HALIFAX -- Halifax resident, Tina Williams is angry at what she says was a lack of attention given to her mother at her nursing home.

“My mother needed medical help, and they didn't do it – they did not do their job,” says Williams. “I just thought, ‘oh my God, I put her in a place to be protected, and she wasn't protected, and I'm not there’ – it's the worst feeling in the world.

William's mother, Nancy Kelsie, appeared to be fine around Christmas; however, after several recent falls, she’s suffered several injuries to her face, neck and spine.

Kelsie was a resident at the Melville Lodge nursing home in Halifax. Patient records provided to the family show she fell twice on January 21 around 1 p.m. and again around 6 p.m. Despite her injuries, she wasn't taken to an emergency room, and records show her family wasn't notified about the second fall until the next day.

“How can somebody, in care of somebody else, know that this person is in this level of hurt and they do not reach out to the next of kin?” says in-law, Janet Benoit. “How do you reasonably justify that?”

When Kelsie was taken to the emergency room three days later, her granddaughter recorded a video of her in a terrible state.

Currently, Kelsie is at the Queen Elizabeth Hospital – leaving Williams and Benoit to figure out their next move.

In an email, representatives from Gem Health Care Group told CTV News:

“…the Lodge followed policies and procedures and the Department of Health was made aware.
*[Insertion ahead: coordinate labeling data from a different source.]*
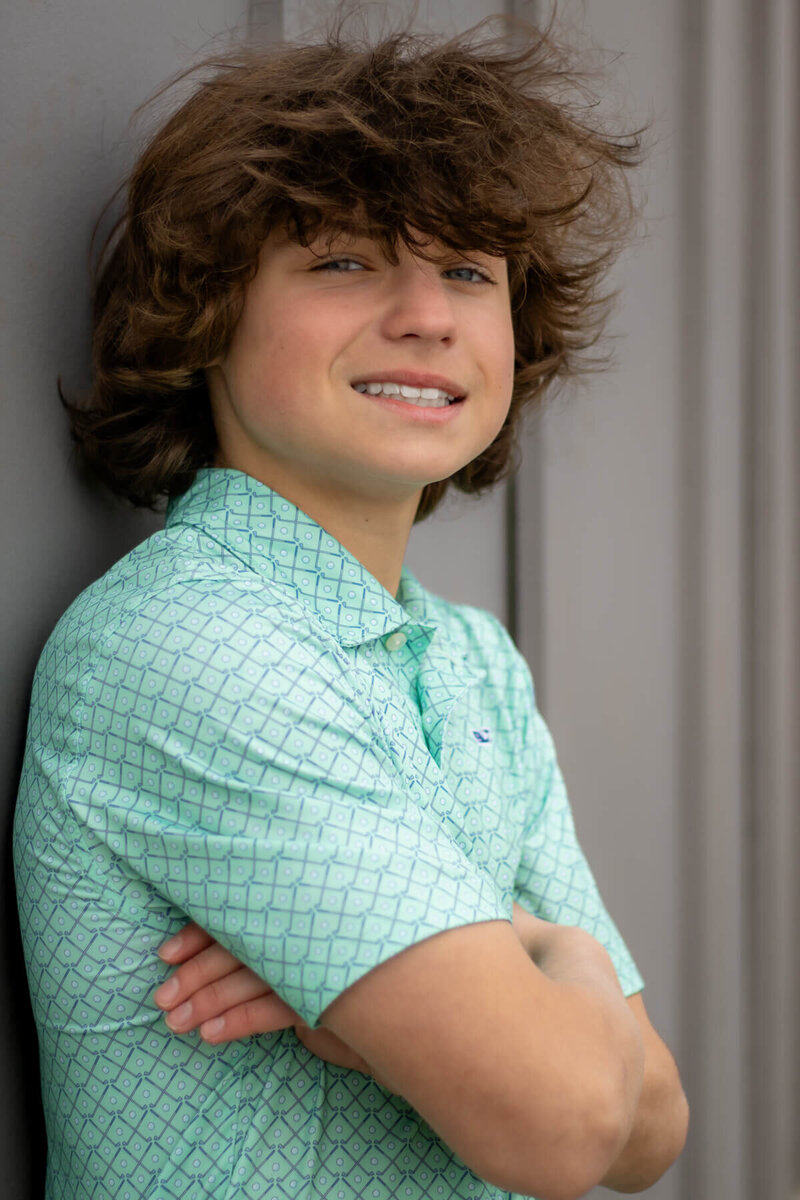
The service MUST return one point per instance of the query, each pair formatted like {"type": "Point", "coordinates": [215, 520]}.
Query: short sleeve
{"type": "Point", "coordinates": [553, 879]}
{"type": "Point", "coordinates": [229, 760]}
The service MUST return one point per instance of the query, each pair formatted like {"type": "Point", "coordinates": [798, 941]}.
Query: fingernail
{"type": "Point", "coordinates": [167, 993]}
{"type": "Point", "coordinates": [180, 1015]}
{"type": "Point", "coordinates": [210, 1029]}
{"type": "Point", "coordinates": [172, 947]}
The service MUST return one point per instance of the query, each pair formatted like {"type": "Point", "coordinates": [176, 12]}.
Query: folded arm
{"type": "Point", "coordinates": [546, 1107]}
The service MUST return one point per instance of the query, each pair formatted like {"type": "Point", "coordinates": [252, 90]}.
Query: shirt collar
{"type": "Point", "coordinates": [280, 541]}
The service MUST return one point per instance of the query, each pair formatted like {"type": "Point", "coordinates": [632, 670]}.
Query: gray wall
{"type": "Point", "coordinates": [653, 574]}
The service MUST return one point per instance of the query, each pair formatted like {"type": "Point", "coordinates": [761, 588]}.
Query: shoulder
{"type": "Point", "coordinates": [179, 593]}
{"type": "Point", "coordinates": [480, 636]}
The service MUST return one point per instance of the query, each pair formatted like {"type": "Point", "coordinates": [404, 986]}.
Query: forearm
{"type": "Point", "coordinates": [581, 969]}
{"type": "Point", "coordinates": [661, 1122]}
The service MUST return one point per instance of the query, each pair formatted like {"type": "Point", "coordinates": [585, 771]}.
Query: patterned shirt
{"type": "Point", "coordinates": [238, 724]}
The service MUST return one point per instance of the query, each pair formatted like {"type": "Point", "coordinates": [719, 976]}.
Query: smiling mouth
{"type": "Point", "coordinates": [423, 397]}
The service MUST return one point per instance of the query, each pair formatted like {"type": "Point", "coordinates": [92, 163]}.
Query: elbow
{"type": "Point", "coordinates": [641, 1167]}
{"type": "Point", "coordinates": [585, 1134]}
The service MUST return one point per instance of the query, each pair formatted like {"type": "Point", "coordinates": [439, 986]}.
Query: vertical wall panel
{"type": "Point", "coordinates": [70, 78]}
{"type": "Point", "coordinates": [599, 597]}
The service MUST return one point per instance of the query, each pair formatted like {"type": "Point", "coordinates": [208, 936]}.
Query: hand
{"type": "Point", "coordinates": [212, 990]}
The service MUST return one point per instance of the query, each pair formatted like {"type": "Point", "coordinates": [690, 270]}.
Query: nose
{"type": "Point", "coordinates": [417, 303]}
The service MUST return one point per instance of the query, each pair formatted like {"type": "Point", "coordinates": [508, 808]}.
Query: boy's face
{"type": "Point", "coordinates": [296, 401]}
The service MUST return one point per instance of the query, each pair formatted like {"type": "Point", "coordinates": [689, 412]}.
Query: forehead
{"type": "Point", "coordinates": [336, 238]}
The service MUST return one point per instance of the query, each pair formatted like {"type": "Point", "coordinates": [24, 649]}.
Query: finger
{"type": "Point", "coordinates": [188, 941]}
{"type": "Point", "coordinates": [265, 1014]}
{"type": "Point", "coordinates": [217, 997]}
{"type": "Point", "coordinates": [197, 972]}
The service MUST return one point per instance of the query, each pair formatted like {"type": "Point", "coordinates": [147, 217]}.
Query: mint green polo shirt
{"type": "Point", "coordinates": [238, 724]}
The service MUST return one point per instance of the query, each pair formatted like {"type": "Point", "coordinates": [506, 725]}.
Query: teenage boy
{"type": "Point", "coordinates": [342, 271]}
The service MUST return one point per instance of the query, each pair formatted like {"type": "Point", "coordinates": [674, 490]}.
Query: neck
{"type": "Point", "coordinates": [374, 529]}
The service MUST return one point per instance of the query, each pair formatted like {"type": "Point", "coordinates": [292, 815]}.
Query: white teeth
{"type": "Point", "coordinates": [427, 397]}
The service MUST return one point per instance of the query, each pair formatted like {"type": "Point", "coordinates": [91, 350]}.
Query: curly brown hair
{"type": "Point", "coordinates": [479, 142]}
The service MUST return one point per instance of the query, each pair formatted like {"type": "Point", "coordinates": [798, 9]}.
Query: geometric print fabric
{"type": "Point", "coordinates": [223, 727]}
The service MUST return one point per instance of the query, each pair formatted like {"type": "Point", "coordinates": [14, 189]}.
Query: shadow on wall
{"type": "Point", "coordinates": [23, 1143]}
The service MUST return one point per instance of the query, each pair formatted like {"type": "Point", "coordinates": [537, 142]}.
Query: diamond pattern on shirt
{"type": "Point", "coordinates": [218, 730]}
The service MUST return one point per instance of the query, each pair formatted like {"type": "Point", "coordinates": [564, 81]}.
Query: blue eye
{"type": "Point", "coordinates": [338, 264]}
{"type": "Point", "coordinates": [476, 276]}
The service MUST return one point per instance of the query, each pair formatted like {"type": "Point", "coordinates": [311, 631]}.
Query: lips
{"type": "Point", "coordinates": [414, 379]}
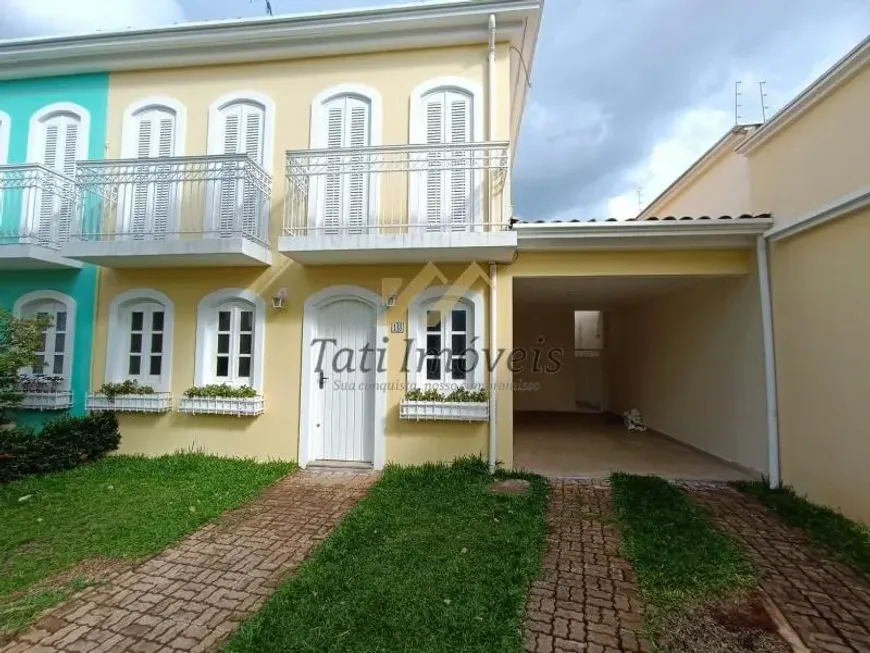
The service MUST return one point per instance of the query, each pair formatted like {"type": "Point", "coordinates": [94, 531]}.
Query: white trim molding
{"type": "Point", "coordinates": [417, 308]}
{"type": "Point", "coordinates": [839, 208]}
{"type": "Point", "coordinates": [214, 144]}
{"type": "Point", "coordinates": [130, 134]}
{"type": "Point", "coordinates": [5, 132]}
{"type": "Point", "coordinates": [417, 123]}
{"type": "Point", "coordinates": [206, 330]}
{"type": "Point", "coordinates": [115, 361]}
{"type": "Point", "coordinates": [309, 332]}
{"type": "Point", "coordinates": [35, 144]}
{"type": "Point", "coordinates": [52, 295]}
{"type": "Point", "coordinates": [317, 135]}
Senior staff have been aware of the situation, have reviewed documentation and are confident that employees took the appropriate steps.”
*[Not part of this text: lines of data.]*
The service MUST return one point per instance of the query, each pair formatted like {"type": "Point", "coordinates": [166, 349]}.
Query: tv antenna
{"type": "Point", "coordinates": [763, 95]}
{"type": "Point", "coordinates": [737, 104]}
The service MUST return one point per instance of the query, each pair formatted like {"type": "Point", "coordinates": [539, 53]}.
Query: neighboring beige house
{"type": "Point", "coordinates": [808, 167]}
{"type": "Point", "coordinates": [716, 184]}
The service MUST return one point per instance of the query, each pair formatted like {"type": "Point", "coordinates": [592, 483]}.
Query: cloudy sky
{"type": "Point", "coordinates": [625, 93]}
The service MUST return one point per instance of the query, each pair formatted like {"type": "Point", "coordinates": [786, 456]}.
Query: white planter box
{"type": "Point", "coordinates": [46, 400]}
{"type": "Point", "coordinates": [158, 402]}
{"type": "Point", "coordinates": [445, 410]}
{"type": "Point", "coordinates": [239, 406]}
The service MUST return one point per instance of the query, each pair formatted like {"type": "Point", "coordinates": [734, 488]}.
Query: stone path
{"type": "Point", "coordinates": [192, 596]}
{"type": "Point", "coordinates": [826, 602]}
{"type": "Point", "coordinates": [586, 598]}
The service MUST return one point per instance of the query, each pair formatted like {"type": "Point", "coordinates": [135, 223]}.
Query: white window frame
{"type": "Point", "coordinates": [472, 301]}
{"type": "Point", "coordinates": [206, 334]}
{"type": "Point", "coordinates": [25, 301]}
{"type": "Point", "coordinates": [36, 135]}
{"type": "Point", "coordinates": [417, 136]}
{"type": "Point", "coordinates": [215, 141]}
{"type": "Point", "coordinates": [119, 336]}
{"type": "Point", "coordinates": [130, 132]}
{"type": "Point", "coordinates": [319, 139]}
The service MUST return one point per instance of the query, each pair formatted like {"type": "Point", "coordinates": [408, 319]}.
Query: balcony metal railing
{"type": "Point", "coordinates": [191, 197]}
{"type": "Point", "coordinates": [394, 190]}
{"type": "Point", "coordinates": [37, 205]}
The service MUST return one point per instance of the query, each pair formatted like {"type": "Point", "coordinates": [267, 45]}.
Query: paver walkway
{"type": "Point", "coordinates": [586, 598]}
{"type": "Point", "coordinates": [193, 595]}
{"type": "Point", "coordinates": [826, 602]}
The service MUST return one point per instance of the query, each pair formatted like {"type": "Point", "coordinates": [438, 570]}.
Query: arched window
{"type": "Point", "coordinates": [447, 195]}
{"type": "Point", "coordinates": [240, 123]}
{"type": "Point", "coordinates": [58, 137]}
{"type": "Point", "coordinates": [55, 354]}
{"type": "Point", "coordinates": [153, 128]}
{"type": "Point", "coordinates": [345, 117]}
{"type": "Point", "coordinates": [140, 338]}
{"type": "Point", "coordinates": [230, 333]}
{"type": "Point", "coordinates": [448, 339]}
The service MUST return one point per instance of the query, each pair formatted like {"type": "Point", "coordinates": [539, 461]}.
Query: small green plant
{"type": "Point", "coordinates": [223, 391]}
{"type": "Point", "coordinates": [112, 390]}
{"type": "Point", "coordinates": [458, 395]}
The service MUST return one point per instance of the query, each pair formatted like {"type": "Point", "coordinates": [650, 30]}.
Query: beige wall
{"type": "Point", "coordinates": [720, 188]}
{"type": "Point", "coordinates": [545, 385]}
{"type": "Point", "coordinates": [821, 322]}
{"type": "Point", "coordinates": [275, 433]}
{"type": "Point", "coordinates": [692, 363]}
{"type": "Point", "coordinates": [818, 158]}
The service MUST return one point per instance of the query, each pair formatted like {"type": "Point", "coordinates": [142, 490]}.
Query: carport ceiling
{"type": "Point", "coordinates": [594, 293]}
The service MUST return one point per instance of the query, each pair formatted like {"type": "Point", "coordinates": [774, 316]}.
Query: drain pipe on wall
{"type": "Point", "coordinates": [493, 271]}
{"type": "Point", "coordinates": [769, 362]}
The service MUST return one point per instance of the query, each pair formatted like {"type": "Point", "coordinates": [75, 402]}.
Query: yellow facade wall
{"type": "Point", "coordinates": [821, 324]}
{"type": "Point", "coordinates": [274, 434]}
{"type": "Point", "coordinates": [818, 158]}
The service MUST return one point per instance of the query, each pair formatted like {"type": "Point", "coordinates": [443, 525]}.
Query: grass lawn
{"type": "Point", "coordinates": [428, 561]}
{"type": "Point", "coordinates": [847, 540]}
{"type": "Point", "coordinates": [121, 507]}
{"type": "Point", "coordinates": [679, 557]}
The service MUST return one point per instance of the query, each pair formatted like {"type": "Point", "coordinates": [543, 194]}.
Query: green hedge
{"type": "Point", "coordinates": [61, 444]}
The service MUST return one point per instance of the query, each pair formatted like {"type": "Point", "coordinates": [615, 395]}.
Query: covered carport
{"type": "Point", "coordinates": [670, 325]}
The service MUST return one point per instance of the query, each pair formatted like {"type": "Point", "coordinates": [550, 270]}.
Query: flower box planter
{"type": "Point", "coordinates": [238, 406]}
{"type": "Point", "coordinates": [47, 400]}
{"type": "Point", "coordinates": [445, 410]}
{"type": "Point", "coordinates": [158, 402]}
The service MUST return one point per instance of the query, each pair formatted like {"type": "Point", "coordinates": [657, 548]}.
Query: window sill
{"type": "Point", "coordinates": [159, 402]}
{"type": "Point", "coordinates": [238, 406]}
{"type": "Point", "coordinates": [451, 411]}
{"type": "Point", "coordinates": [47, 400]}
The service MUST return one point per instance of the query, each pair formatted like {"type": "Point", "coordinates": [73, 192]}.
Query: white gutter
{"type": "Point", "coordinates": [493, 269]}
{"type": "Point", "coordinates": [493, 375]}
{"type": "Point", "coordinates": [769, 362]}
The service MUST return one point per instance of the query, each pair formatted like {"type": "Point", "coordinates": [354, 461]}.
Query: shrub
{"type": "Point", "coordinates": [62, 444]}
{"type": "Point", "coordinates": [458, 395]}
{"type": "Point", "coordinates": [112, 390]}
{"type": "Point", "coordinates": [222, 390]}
When Williams posted about the incident on her Facebook page, she also heard from the care home's lawyers in a letter addressing what the care home says are inaccuracies" in William's social media post – adding they'll be taking appropriate legal action. It reads, in part:

“Melville Lodge had contacted a doctor who provided medical advice for your mother, had contacted emergency paramedics, and had taken all actions consistent with the care directives available to it.”

Williams acknowledges her mother did receive pain medication and visits from medical staff but insists it wasn't enough.
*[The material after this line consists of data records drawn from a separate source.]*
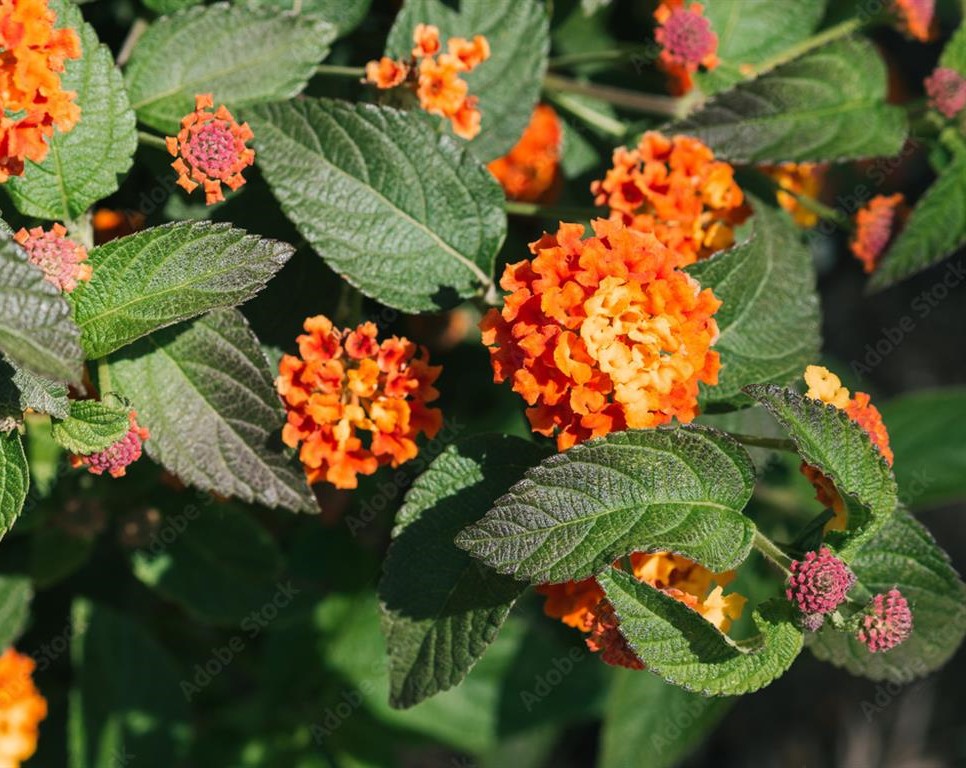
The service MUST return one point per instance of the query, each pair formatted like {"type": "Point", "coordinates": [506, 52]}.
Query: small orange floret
{"type": "Point", "coordinates": [345, 383]}
{"type": "Point", "coordinates": [876, 225]}
{"type": "Point", "coordinates": [529, 170]}
{"type": "Point", "coordinates": [674, 188]}
{"type": "Point", "coordinates": [211, 150]}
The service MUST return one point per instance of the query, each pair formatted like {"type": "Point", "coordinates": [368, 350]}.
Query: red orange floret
{"type": "Point", "coordinates": [34, 103]}
{"type": "Point", "coordinates": [674, 188]}
{"type": "Point", "coordinates": [529, 171]}
{"type": "Point", "coordinates": [602, 334]}
{"type": "Point", "coordinates": [211, 150]}
{"type": "Point", "coordinates": [345, 386]}
{"type": "Point", "coordinates": [61, 259]}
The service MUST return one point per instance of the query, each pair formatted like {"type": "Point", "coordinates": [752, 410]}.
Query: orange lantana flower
{"type": "Point", "coordinates": [32, 56]}
{"type": "Point", "coordinates": [528, 171]}
{"type": "Point", "coordinates": [345, 383]}
{"type": "Point", "coordinates": [602, 334]}
{"type": "Point", "coordinates": [211, 150]}
{"type": "Point", "coordinates": [674, 188]}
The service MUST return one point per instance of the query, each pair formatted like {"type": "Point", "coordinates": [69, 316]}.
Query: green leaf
{"type": "Point", "coordinates": [904, 555]}
{"type": "Point", "coordinates": [91, 426]}
{"type": "Point", "coordinates": [935, 229]}
{"type": "Point", "coordinates": [167, 274]}
{"type": "Point", "coordinates": [649, 722]}
{"type": "Point", "coordinates": [127, 698]}
{"type": "Point", "coordinates": [769, 317]}
{"type": "Point", "coordinates": [438, 621]}
{"type": "Point", "coordinates": [220, 568]}
{"type": "Point", "coordinates": [240, 55]}
{"type": "Point", "coordinates": [410, 218]}
{"type": "Point", "coordinates": [508, 83]}
{"type": "Point", "coordinates": [83, 164]}
{"type": "Point", "coordinates": [687, 650]}
{"type": "Point", "coordinates": [36, 330]}
{"type": "Point", "coordinates": [680, 489]}
{"type": "Point", "coordinates": [826, 106]}
{"type": "Point", "coordinates": [829, 440]}
{"type": "Point", "coordinates": [206, 393]}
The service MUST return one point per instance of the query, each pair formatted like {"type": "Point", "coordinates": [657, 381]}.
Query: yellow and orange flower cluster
{"type": "Point", "coordinates": [603, 333]}
{"type": "Point", "coordinates": [436, 77]}
{"type": "Point", "coordinates": [21, 709]}
{"type": "Point", "coordinates": [210, 150]}
{"type": "Point", "coordinates": [344, 383]}
{"type": "Point", "coordinates": [529, 170]}
{"type": "Point", "coordinates": [676, 189]}
{"type": "Point", "coordinates": [825, 386]}
{"type": "Point", "coordinates": [32, 57]}
{"type": "Point", "coordinates": [582, 604]}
“I need this to not happen to anybody else’s family member,” says Williams. “I do not want anybody to go through what my family and my mother has been through.”

Meanwhile, Williams says she’s reviewed the letter from the care home's lawyers and says she plans to fight any claim they may bring against her. Furthermore, Nova Scotia’s NDP has taken notice of the incident, with leader, Gary Burrill, saying long-term care should be a top priority for the province.